How does metric optimization work during training?

Hello. I need a bit of clarification on how training a model works in reference to the metrics.

When you’re training the learner, what does it optimize for? Is it trying to minimize the valid_loss, or maximize/minimize the metric you’ve passed?

I would assume it’s trying to optimize the metric you’ve passed; in that case, if you want to pass multiple metrics to observe but only want it to optimize for one, how would you specify that?

If it’s just trying to minimize the valid_loss, then metrics are effectively just views passed to interpret the performance of the model, but don’t affect the training process? It could just be that I had a weird experience, but interestingly enough when I passed accuracy and AUROC as metrics the model maxed out at 87.5% accuracy, whereas when I passed FBeta it maxed out at 95% accuracy.

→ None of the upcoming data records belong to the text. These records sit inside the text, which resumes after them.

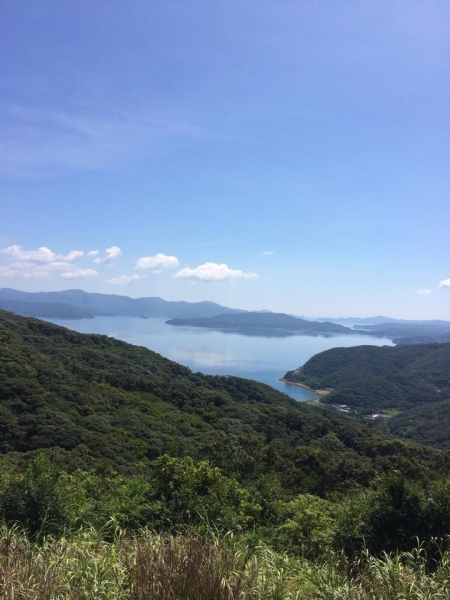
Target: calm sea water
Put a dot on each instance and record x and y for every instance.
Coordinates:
(263, 358)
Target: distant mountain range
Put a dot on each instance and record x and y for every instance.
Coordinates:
(77, 304)
(261, 321)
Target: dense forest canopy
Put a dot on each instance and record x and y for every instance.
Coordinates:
(410, 385)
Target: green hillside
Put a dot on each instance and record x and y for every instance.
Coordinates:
(91, 399)
(409, 383)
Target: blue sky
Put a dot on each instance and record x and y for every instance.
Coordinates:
(291, 155)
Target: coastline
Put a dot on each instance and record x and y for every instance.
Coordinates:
(318, 392)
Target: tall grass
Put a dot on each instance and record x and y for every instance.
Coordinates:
(150, 566)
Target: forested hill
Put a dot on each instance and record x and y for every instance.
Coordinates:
(105, 304)
(263, 321)
(45, 310)
(90, 399)
(409, 384)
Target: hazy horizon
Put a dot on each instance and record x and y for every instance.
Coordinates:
(291, 157)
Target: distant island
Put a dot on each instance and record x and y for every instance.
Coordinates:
(256, 321)
(77, 304)
(404, 390)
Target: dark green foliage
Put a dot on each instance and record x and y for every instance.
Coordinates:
(411, 380)
(48, 311)
(249, 321)
(90, 400)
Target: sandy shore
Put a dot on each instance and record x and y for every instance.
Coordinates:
(318, 392)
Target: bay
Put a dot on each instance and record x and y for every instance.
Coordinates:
(264, 358)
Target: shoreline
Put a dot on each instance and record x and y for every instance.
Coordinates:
(318, 392)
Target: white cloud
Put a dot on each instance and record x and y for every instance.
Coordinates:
(212, 272)
(112, 255)
(41, 255)
(124, 279)
(8, 272)
(79, 274)
(155, 264)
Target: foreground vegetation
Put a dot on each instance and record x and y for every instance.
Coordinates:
(95, 402)
(125, 475)
(190, 566)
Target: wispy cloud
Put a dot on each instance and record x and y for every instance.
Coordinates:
(213, 272)
(41, 255)
(112, 254)
(40, 263)
(124, 279)
(155, 264)
(80, 274)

Metrics = human-readable understanding for model performance, no weight propagation (etc) are performed here.
Loss function = how the internal model adjusts it’s weights to optimize for and what dictates weight propogation

If you passed FBeta as a loss function, that’s understandable. If it was a metric instead (IE accuracy and FBeta), could have been just some interesting training, especially if you are doing anything randomized (splits, augmentation, etc) and not setting the seeds for reproducability

To me sklearn evaluation results of the training vary significantly from using F1Score.

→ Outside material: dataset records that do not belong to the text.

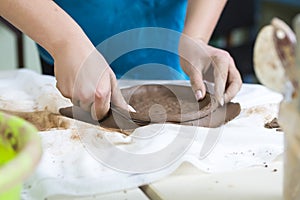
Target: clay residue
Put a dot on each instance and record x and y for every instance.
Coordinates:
(273, 124)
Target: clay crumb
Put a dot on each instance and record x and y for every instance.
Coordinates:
(75, 136)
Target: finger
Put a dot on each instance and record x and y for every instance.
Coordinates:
(198, 85)
(234, 83)
(100, 107)
(221, 65)
(117, 98)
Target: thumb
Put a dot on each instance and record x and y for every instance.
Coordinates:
(198, 85)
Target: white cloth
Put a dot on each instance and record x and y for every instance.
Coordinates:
(73, 165)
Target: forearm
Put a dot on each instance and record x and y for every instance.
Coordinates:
(202, 17)
(46, 23)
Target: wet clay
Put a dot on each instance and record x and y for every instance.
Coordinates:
(169, 104)
(161, 104)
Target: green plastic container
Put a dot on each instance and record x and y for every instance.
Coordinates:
(20, 152)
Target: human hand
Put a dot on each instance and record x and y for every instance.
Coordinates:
(85, 77)
(196, 57)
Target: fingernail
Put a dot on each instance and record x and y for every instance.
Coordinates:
(131, 109)
(198, 95)
(93, 112)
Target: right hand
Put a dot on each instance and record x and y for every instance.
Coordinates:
(84, 76)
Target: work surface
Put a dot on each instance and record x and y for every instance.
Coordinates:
(240, 160)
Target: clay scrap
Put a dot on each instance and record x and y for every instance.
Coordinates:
(162, 104)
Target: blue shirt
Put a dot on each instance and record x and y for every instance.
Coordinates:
(138, 38)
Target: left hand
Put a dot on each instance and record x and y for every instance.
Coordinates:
(196, 57)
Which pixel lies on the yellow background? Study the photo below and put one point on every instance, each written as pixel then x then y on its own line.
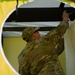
pixel 6 6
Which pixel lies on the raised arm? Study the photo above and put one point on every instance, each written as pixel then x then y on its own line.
pixel 55 35
pixel 60 47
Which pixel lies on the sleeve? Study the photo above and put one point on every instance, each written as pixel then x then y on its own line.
pixel 60 47
pixel 56 34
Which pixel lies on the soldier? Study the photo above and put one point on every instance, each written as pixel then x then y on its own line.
pixel 40 56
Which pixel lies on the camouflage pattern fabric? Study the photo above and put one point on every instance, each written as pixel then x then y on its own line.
pixel 40 57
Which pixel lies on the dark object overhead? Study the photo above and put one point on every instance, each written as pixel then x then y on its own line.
pixel 40 14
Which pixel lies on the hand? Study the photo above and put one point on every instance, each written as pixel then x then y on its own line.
pixel 65 16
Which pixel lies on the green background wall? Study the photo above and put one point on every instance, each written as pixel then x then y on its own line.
pixel 12 47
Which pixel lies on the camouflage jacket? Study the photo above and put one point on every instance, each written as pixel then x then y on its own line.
pixel 40 57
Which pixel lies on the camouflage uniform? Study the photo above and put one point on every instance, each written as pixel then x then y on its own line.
pixel 40 57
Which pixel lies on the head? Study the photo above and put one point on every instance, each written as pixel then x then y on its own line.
pixel 35 36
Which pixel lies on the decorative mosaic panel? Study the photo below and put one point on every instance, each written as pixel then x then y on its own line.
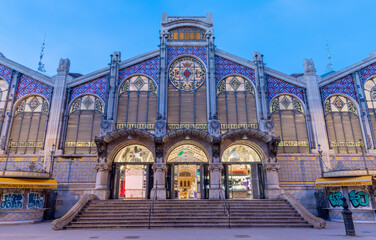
pixel 343 85
pixel 224 67
pixel 174 52
pixel 368 72
pixel 277 86
pixel 149 67
pixel 187 74
pixel 97 86
pixel 5 73
pixel 28 85
pixel 302 169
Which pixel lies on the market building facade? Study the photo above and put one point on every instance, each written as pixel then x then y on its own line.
pixel 187 121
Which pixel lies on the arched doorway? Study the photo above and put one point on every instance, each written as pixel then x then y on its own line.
pixel 187 175
pixel 243 174
pixel 133 173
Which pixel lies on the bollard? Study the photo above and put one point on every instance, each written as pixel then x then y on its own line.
pixel 347 219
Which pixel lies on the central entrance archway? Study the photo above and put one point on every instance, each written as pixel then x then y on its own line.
pixel 243 173
pixel 187 175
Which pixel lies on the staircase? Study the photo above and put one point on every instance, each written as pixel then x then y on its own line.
pixel 108 214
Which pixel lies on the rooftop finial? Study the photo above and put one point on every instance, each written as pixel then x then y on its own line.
pixel 40 64
pixel 329 67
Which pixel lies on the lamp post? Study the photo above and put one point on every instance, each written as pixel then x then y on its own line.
pixel 364 156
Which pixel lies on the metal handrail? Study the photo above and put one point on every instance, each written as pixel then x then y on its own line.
pixel 226 206
pixel 151 206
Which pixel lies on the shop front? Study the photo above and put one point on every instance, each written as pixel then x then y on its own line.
pixel 133 174
pixel 187 174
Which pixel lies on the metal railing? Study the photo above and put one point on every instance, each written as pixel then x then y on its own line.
pixel 151 206
pixel 226 206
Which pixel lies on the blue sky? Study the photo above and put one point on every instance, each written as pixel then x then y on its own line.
pixel 285 31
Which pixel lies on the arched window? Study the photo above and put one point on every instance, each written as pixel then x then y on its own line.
pixel 236 103
pixel 187 94
pixel 342 121
pixel 370 92
pixel 29 125
pixel 137 106
pixel 287 114
pixel 85 115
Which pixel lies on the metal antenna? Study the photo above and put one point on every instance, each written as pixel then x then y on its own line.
pixel 329 67
pixel 40 64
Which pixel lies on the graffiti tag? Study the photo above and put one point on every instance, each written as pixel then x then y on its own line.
pixel 35 201
pixel 335 199
pixel 359 198
pixel 12 201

Of course only the loss function affects the gradient descent, but I don’t know if there
is another callback like a model checkpointer, which uses the metric to select the trained model, to try to prevent overfitting?

BalancedAccuracy or Accuracy. The recall is much higher for the weak class when using Accuracy (InceptionTime model).

Any idea why this happens?

PD: This is actually contrary with the intuition that F1 and BalancedAccuracy would focus more on balancing weak classes.